Ph.D. in Second Language Studies

First Advisor

Donald L Dyer

Second Advisor

Julia Bussade

Third Advisor

Maria Fionda

School

University of Mississippi

Relational Format

dissertation/thesis

Abstract

The third-person accusative clitics in Brazilian Portuguese (BP) are virtually extinct in spoken language and informal writing, although formal texts and contexts still retain them. Speakers often mark third-person direct objects using the stigmatized full pronouns (syncretic with the nominative forms), null objects, or full noun phrases (NPs), also referred to as lexical NPs. The realization of these forms is not arbitrary; it is influenced by the semantic properties of the referents, particularly animacy (mainly humanness) and specificity. Animate referents [+animate] tend to be realized with overt pronouns, whereas inanimate [–animate] ones tend to be used with null objects. This diachronic change, which is unique to BP among all Romance languages, reflects sociolinguistic factors and schooling.

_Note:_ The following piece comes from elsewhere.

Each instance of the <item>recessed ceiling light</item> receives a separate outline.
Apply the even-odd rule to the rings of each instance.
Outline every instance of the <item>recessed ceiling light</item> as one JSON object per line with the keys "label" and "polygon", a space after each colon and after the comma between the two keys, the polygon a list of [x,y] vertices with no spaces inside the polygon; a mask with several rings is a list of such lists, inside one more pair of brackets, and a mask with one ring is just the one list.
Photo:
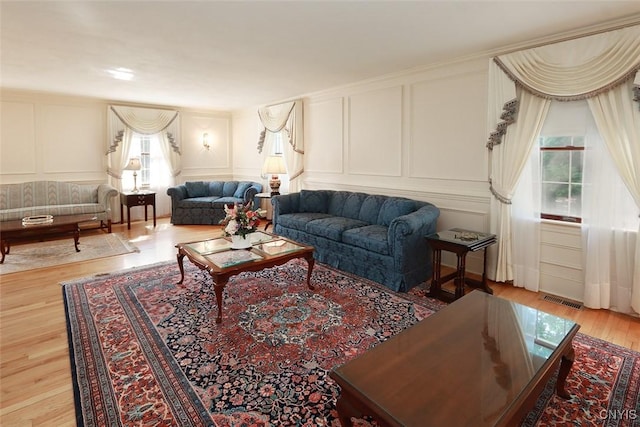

Despite extensive research on clitic loss in spoken BP, little is known about how these changes manifest in written translations, particularly in first-narration texts that emulate orality for young readers. This study investigates how English third-person direct-object pronouns (him, her, it, them) are translated into BP in diary-style books reflecting orality aimed at juvenile readers. It also examines how the referential status of the antecedents (animacy and specificity) influences object realization in BP. This study adopts a corpus-based approach to examine how English third-person direct-object pronouns are rendered in BP translations. A parallel corpus of twelve contemporary juvenile diary-style books was compiled, and all the translations of the English third-person direct-object pronouns were analyzed using numerical and qualitative methods. The findings revealed a preference for clitics and null objects, suggesting that translation practices mirror spoken tendencies while preserving traces of formal variants. The current findings also strongly corroborate previous research, showing that overt pronouns constitute the predominant form of realized direct objects in third-person position when their referents are [+animate, +specific], while the [–animate, +specific] semantic properties of the referents serve as the primary regulators for null objects.